In my last blog entry I gave some tips and tricks to creating a new SharePoint theme for your site. This is an important first step to rebranding your SharePoint site. Since this theme will take care of changing almost all of the font colours and backgrounds in SharePoint, it will save you tons of time trying to find the proper CSS styles to override through the master page. Having said that, the theme will not change everything… You will find that certain things, such as the ribbon, remain virtually untouched, and you may also find that the new theme has made certain things hard to read. This is where you, the web designer extraordinaire, come in.

If you’ve poked around the SharePoint 2010 styles a little bit, you’ll notice that most of the styles are derived from a file called “corev4.css”. Do not modify this file directly! First of all, this file is packed with thousands of lines of CSS rules, so trying to figure out what you’ve changed so far is a logistical nightmare. Second of all, once you add a theme to your site all of the styles in this file get transferred to a “themed” version of the corev4 file which is generated dynamically and is overwritten as soon as the user changes the theme settings again. The best way that I’ve found to override the built-in CSS rules is to do it within your own master page. Chances are, if you’re re-branding your SharePoint site you’re going to be moving things around so you should have your own custom master page to work with. To start overriding CSS styles you simply need to add a style element in the head block of your master page. Whenever you see a rule in the corev4 file that you want to override, simply go back to your master page, copy that same rule, and modify the attributes that you would like to change. If you have your master page as the current site default, then saving your file and refreshing the page in the browser will show you the changes you’ve made.

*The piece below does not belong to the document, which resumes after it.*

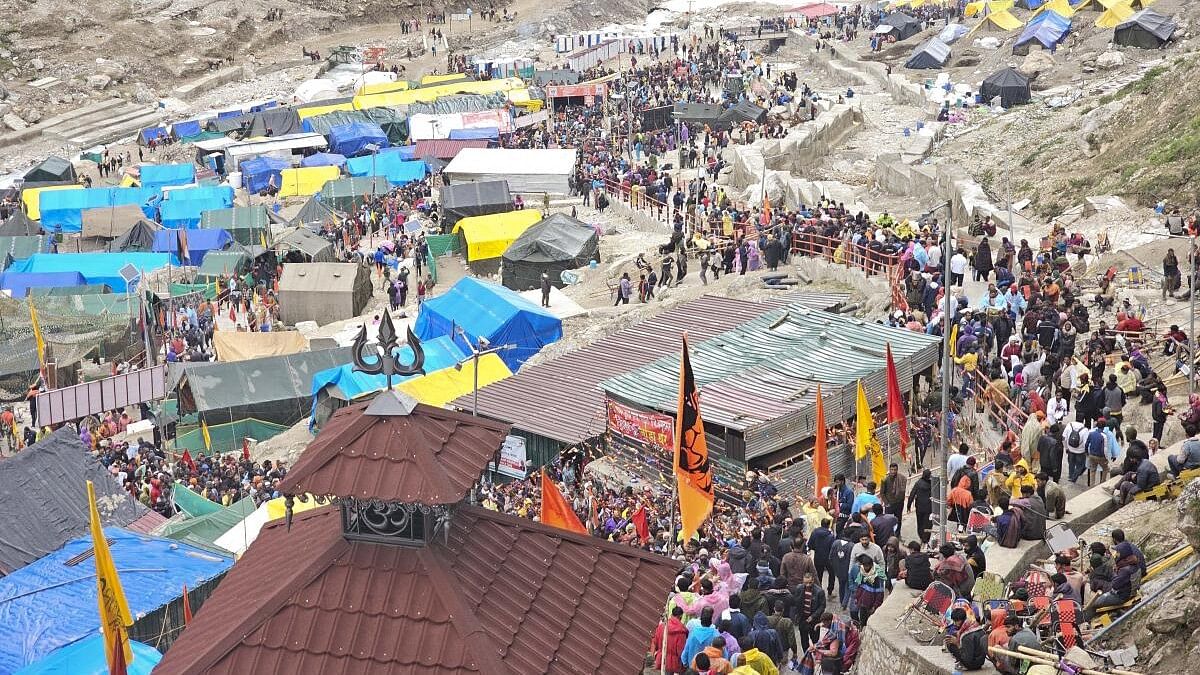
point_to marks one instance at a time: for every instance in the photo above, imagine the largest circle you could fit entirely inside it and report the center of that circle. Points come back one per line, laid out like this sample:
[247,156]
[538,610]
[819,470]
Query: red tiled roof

In order to facilitate the hunt for the right CSS rules to override in your Master Page, one essential tool to have is FireBug. This tool was originally developed as a FireFox plugin, and (among other things) allows you to debug CSS and HTML on the fly, for any site. Not only can you view all of the CSS rules that are applied to a particular page element, but you can also change the CSS rules and see the effects of your changes right away. Since FireFox and Internet Explorer don’t always interpret CSS rules the same way, there is also a “lite” version of FireBug that can be used in virtually any browser. This makes it an invaluable tool to have when you’re re-branding your SharePoint site.

Now that you have created your theme, and setup the master page that you will be adding your CSS to, you are ready to start re-designing your SharePoint site.